CFD13 – Day 3 – Kubernetes Resource Management

One of the foundational value propositions of Kubernetes was the increase in autonomy and flexibility afforded to developers in deploying their applications. This freedom has proven to be very useful in some instances, but additional burden is placed on developers to make decisions around lower-level concepts like resource management.

And as it turns out, the same resource management challenges that have previously impacted physical and virtual environments have become entrenched in the container platforms that now reside further up the stack. Except this time, software people instead of infrastructure people are at the controls. It makes for an interesting dynamic.

The fundamental issues are similar, though. Over-provisioning leads to waste. Under-provisioning leads to performance degradation and instability. Avoiding these outcomes requires either understanding the workload before deployment, or, in the absence of that understanding, the ability to adapt to changes in resource requirements as they emerge.

This was one of the topics of discussion with StormForge during Day 3 of Cloud Field Day 13. Their solution started out as a platform that facilitated experimentation with various resource values, with the goal of better educating teams about their workloads requirements. The solution has since evolved to focus on observation of existing deployments, correction recommendations and automated remediation. This evolution was driven by customer demand.

This is a telling transition – understanding the workload is still an intensive process during the design phase. And there are arguments about whether infrastructure level details like resource management are really a developer’s responsibility. However, based on current trends, it’s looking like automatic remediation via an “easy button” approach is currently preferred by many.

But the question remains, how much design work are we comfortable delegating to artificial intelligence?

Thanks to the team at Gestalt IT for another great Cloud Field Day experience! I hope to see everyone in person next time. Until then!

CFD13 – Day 2 – Cloud-based Recovery Vaults

With ransomware attacks and other similar threats increasing in frequency and severity, data protection architectures across many organizations are being scrutinized more closely.

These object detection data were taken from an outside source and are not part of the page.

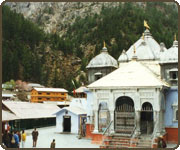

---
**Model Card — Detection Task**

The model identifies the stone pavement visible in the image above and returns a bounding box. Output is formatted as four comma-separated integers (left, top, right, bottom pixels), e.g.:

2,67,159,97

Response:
20,126,99,148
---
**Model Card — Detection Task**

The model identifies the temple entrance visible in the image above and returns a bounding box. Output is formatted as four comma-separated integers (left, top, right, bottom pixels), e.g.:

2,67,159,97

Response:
98,102,110,132
141,102,154,134
114,96,135,134
63,116,71,132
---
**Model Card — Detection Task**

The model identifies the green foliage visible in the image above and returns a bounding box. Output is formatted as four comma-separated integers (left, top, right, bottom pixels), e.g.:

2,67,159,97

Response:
64,2,178,61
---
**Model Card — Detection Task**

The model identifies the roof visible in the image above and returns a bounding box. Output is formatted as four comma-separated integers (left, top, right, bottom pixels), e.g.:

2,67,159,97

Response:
2,93,16,97
86,47,118,68
75,86,87,93
126,29,161,60
118,50,128,62
160,40,178,63
2,110,19,121
2,101,60,119
56,106,87,115
34,88,68,92
88,61,169,89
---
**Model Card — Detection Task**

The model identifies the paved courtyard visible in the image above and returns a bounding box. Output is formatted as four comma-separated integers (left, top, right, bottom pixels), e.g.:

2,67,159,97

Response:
18,126,176,148
20,126,99,148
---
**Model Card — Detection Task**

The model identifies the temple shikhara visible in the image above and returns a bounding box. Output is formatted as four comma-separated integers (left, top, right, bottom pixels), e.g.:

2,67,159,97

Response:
86,21,178,148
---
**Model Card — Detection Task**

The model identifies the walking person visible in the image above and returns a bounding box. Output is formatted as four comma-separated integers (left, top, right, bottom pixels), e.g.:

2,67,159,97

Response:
17,131,21,147
158,136,167,148
50,139,56,149
2,130,10,148
32,128,39,147
13,131,19,148
22,130,26,148
9,131,16,148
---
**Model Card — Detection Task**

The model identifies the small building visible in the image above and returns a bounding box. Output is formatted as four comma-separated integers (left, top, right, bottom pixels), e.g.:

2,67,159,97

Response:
2,93,16,100
2,101,60,130
31,88,68,103
73,86,87,98
2,110,19,133
56,106,86,134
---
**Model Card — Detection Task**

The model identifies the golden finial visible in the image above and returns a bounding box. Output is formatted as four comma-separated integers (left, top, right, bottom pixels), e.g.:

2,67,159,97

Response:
142,33,144,40
104,41,106,47
134,45,136,54
174,34,176,41
144,20,150,29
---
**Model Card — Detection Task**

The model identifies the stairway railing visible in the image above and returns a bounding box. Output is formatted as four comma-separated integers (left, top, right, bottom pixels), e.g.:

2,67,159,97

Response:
103,120,113,135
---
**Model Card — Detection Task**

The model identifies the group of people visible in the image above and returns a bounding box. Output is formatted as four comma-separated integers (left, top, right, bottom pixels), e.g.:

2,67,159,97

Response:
2,128,56,148
2,130,26,148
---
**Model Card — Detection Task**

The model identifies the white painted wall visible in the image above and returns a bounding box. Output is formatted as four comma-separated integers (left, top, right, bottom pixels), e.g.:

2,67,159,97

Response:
56,110,79,134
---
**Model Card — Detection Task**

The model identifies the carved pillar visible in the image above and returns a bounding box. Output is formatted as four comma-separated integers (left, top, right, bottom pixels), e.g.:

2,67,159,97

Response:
135,110,141,136
93,110,99,133
110,110,114,134
154,111,161,136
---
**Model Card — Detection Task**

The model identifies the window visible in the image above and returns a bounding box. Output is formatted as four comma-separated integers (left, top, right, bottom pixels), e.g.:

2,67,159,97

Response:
169,68,178,80
172,100,178,122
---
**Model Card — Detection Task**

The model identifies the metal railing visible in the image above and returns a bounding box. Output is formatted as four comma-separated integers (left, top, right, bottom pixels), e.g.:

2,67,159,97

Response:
103,120,113,135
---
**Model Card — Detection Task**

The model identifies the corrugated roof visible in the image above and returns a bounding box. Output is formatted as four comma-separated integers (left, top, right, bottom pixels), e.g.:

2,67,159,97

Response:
2,110,19,121
34,88,68,92
88,61,169,89
75,86,87,93
2,101,60,119
56,106,87,115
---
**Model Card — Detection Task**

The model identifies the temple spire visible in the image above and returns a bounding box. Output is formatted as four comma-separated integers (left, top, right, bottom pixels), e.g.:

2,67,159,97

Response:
144,20,150,29
174,34,176,41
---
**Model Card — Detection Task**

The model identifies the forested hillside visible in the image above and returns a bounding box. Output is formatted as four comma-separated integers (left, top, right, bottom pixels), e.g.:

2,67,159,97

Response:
2,2,178,91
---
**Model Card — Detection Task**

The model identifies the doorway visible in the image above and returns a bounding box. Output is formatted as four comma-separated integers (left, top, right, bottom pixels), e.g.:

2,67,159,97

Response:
141,102,154,135
63,116,71,132
114,96,135,134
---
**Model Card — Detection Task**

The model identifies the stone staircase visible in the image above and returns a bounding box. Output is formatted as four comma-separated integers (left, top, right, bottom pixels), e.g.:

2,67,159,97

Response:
100,134,131,148
136,136,152,148
100,134,152,148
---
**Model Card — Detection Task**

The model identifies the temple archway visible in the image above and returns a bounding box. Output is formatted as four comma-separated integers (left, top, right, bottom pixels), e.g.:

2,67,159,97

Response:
98,102,110,132
114,96,135,134
141,102,154,134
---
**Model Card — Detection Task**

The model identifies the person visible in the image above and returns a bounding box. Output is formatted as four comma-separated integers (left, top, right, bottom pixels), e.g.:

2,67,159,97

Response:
9,131,16,148
13,131,19,148
17,131,21,146
158,136,167,148
2,130,10,148
22,130,26,148
50,139,56,149
32,128,39,147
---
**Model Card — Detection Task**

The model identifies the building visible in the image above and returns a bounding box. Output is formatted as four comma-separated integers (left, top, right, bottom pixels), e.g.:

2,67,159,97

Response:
86,29,178,148
31,88,68,103
56,106,86,134
73,86,87,98
2,101,60,130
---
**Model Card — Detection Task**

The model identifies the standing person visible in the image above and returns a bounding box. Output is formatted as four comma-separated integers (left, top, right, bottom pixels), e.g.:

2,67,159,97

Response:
50,139,56,149
9,131,16,148
17,131,21,147
22,130,26,148
13,131,19,148
2,130,10,148
158,136,167,148
32,128,39,147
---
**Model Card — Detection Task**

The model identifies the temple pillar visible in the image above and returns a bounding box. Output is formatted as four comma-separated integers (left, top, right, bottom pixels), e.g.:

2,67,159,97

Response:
134,110,141,136
93,110,99,133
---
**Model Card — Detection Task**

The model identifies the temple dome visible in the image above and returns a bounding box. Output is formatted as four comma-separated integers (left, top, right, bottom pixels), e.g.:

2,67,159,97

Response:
160,40,178,63
86,46,118,68
118,50,128,62
126,29,161,60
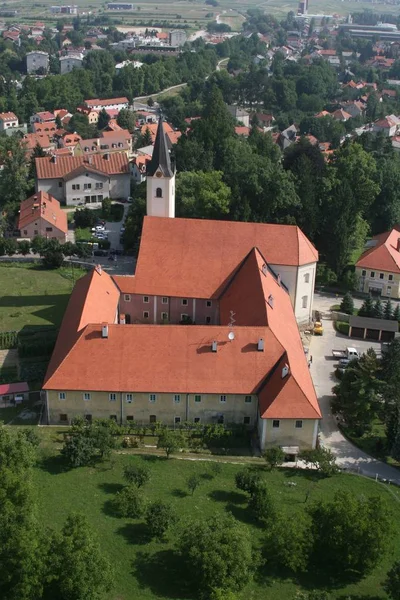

In many environments, backup repositories exist on-premises and are attached in some way to an accessible network using a standard protocol. This placement and attachment approach is useful in providing protected resources an efficient path for depositing backup data.

However, this accessibility is frequently exploited during attacks, resulting in impact to both running workloads and associated backups. One way to combat this vulnerability is to incorporate an additional copy (vault) of critical backup data that is isolated both from a network and security perspective. Variations on the theme exist, but this is the basic premise.

Metallic, a Commvault company, presented on their capabilities in this area at Cloud Field Day 13, and it made for an interesting discussion.

The cloud can be a good fit for this type of use-case because of the additional physical and logical security boundaries that separate the impacted environment from the recovery vault. But this placement also presents a few challenges when it comes to recovery scenarios, and high on this list is the potential impact to recovery time.

In the event of an attack impacting a large quantity of on-premises data, where the emergency copy resides in the cloud, the overall recovery time is going to be highly dependent on network throughput between the cloud environment and the impacted datacenter.

So, organizations dependent on a cloud-based recovery vault should account not just for steady state backup traffic requirements, but also the ability to scale network throughput in the event an emergency restore from the cloud is required.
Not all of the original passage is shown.